Dowries & Marriage Settlements

Chapter 1: Marriage & Money

Marriage, as has been noted elsewhere, was primarily a business arrangement. The purpose was to create a functioning economic unit, into which children could be born, and which, hopefully over time, amassed more wealth. For all but the poorest levels of society, agreeing the financial arrangements before the vows were taken was an important step. What is described in this article is the general structure in England, of course individual arrangements might be different.

There are four basic points to consider: the dowry (sometimes referred to, especially for royal women as the ‘dot(e)’; the jointure; the dower; and the will.

Women and the Law

Under common law, married women had no property rights, everything they owned being the property of their husbands. However, women could be, and usually were, protected by the pre-nuptial marriage articles, which would state the dowry and dower rights, and for well-informed women or careful fathers, exceptions by which she might reserve the right to deal with lands she already held or agree with her husband how her property or lands would be devolved in the event of her pre-deceasing him. 

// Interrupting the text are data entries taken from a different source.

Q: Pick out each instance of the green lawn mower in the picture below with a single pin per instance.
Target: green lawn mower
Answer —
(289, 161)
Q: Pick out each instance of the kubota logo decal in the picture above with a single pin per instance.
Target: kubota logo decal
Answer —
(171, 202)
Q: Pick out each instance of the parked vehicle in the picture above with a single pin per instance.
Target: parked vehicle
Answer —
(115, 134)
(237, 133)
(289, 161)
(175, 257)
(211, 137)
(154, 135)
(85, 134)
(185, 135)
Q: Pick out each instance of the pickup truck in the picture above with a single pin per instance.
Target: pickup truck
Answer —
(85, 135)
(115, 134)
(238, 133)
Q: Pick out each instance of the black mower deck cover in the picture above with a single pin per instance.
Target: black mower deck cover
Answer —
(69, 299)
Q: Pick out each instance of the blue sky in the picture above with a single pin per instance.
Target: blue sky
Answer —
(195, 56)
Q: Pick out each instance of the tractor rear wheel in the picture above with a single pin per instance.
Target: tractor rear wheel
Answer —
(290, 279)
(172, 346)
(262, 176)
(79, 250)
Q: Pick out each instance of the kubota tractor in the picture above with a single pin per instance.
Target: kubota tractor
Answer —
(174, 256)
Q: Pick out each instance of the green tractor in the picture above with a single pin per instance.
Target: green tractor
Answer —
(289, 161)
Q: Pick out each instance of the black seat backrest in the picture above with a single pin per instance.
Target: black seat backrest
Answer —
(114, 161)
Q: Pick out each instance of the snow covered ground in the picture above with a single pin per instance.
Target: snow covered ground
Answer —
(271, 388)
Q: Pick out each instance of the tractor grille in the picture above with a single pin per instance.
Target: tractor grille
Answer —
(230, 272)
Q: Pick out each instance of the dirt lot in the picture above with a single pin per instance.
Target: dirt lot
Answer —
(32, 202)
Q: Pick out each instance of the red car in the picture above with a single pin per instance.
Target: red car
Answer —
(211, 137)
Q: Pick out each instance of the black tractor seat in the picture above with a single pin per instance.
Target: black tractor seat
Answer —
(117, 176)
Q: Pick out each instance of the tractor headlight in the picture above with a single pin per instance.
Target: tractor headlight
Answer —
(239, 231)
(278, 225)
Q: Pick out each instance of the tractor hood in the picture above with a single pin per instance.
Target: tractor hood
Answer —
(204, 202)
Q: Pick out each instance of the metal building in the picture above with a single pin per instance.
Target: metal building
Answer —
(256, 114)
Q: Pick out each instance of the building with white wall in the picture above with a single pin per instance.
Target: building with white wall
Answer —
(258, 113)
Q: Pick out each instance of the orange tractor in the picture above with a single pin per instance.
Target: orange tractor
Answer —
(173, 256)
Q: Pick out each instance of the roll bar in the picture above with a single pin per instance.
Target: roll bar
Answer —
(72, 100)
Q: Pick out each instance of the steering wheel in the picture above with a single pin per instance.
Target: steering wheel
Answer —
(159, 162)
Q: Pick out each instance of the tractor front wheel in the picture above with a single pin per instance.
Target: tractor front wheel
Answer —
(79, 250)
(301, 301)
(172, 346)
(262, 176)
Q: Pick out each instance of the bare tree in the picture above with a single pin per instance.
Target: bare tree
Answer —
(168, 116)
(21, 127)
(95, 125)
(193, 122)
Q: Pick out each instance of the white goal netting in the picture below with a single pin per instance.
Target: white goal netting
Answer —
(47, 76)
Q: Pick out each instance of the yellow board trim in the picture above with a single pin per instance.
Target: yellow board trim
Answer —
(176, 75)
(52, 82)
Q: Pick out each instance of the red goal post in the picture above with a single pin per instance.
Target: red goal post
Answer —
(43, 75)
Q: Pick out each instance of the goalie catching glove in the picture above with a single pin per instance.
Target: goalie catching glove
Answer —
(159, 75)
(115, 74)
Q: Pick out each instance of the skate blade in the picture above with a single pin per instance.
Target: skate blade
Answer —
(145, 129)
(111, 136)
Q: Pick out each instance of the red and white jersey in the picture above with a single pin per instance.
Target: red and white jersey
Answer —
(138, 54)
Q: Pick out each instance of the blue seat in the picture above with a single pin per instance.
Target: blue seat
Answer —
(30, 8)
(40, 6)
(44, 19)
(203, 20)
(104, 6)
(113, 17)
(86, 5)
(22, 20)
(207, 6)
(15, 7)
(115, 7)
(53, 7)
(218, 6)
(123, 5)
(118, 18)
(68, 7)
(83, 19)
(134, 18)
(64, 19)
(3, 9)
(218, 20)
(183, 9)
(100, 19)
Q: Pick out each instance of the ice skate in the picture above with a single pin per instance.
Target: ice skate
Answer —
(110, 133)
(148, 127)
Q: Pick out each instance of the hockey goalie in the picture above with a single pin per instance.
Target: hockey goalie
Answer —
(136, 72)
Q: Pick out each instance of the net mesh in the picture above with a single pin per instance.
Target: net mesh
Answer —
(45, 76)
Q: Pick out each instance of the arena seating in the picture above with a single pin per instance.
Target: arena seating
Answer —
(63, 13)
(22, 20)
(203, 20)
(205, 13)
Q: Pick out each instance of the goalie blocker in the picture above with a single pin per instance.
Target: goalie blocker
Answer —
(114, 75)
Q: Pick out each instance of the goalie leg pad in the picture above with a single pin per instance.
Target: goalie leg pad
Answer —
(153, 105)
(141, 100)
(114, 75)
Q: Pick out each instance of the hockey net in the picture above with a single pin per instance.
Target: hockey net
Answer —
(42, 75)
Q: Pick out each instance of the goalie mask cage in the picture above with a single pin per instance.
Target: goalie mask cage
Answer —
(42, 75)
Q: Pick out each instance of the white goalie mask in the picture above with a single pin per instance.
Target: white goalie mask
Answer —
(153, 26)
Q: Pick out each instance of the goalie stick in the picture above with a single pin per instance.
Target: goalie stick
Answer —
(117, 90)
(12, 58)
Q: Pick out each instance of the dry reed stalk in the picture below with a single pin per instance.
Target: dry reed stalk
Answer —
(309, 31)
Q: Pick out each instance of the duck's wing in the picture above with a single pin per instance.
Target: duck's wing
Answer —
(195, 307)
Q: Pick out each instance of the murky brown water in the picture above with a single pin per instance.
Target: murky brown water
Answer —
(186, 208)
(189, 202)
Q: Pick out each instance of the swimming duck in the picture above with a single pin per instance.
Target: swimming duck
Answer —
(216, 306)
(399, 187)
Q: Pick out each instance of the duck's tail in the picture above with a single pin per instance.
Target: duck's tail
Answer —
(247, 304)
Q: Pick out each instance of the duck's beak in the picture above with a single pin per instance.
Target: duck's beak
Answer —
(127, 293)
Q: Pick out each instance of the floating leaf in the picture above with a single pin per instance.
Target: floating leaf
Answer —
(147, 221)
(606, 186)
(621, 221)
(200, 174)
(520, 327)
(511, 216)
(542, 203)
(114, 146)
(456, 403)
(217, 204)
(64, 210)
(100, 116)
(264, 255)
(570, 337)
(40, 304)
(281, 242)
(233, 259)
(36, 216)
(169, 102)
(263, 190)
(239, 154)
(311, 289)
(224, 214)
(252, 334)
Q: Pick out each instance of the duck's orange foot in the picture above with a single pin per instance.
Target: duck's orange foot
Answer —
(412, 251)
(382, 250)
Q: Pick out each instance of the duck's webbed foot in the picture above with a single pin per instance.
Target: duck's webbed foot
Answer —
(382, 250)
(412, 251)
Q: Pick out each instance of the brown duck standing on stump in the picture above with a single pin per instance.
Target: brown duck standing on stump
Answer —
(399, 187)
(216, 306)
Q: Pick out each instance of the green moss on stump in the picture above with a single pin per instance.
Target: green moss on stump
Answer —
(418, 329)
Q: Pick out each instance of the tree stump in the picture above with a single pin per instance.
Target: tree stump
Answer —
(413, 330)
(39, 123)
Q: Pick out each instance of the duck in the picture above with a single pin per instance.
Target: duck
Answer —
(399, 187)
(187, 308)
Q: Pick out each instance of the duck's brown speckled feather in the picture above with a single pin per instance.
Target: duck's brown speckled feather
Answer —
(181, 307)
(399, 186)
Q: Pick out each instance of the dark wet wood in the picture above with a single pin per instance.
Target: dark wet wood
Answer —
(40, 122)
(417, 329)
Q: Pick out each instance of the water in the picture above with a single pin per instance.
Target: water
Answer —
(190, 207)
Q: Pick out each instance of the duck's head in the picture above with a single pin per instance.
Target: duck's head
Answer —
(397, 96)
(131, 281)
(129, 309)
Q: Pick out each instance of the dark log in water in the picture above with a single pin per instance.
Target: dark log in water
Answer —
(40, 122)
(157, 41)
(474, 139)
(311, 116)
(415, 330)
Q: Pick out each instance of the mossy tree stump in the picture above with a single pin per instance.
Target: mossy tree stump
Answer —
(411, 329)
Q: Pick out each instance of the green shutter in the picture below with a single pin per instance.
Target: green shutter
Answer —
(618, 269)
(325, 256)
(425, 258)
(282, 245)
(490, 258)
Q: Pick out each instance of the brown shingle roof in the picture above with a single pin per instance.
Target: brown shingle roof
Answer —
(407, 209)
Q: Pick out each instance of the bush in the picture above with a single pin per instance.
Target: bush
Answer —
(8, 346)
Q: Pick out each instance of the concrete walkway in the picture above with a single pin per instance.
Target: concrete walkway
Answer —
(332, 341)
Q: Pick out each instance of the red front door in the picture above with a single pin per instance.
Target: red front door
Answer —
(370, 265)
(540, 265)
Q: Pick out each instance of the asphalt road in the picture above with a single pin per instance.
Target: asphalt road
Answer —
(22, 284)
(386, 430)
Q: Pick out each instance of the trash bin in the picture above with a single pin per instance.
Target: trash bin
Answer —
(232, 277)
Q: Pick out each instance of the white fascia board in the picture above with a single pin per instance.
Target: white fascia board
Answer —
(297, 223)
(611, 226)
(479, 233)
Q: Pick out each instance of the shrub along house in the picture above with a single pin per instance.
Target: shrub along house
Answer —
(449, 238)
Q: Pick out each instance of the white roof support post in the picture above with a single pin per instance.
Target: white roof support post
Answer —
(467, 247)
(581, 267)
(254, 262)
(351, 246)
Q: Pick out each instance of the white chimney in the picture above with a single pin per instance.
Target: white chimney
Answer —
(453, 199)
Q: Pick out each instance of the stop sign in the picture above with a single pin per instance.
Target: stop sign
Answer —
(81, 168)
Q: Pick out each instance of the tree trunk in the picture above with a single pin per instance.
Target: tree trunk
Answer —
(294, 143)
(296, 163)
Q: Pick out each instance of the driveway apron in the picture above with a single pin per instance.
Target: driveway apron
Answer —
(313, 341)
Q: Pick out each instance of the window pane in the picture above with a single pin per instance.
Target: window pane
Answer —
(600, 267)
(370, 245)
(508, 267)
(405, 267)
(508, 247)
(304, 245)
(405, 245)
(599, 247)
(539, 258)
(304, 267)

A woman who inherited land, if she managed to emerge from wardship unmarried (a vanishingly small likelihood) could ‘sue her livery’ and take possession. Until she married, she would be a ‘femme sole’ and have the same rights as a man. Similarly, once widowed, she could operate independently. Queens were ‘femmes sole’, and so, by special Act of Parliament, was Lady Margaret Beaufort, Countess of Richmond and Derby.